History

United States
- Name: USS Ostrich
- Namesake: Previous name retained
- Builder: Electric Launch Company (ELCO), Bayonne, New Jersey
- Completed: 1909
- Acquired: 20 July 1917
- Commissioned: 25 October 1917
- Decommissioned: 23 December 1918
- Fate: Returned to owner 23 December 1918
- Notes: Operated as private motorboat Ostrich 1909–1917 and from 1918

General characteristics
- Type: Patrol vessel
- Tonnage: 38 Gross register tons
- Length: 35 ft (11 m)
- Beam: 5 ft 3 in (1.60 m)
- Draft: 2 ft 8 in (0.81 m)
- Complement: 2

= USS Ostrich (SP-1249) =

Patrol vessel of the United States Navy

The first USS Ostrich (SP-1249) was a United States Navy patrol vessel in commission from 1917 to 1919.

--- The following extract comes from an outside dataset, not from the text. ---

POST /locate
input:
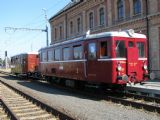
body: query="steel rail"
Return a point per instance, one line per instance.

Ostrich was built as a private motorboat of the same name in 1909 in by the Electric Launch Company (ELCO) at Bayonne, New Jersey, for Nathan Strauss Jr. On 20 July 1917, the U.S. Navy acquired her on loan from her owner for use as a section patrol boat during World War I. She was commissioned on 25 October 1917 as USS Ostrich (SP-1249).

Assigned to the 3rd Naval District, Ostrich carried out patrol duties for the rest of World War I.

The Navy decommissioned Ostrich on 23 December 1918 and returned her to her owner the same day.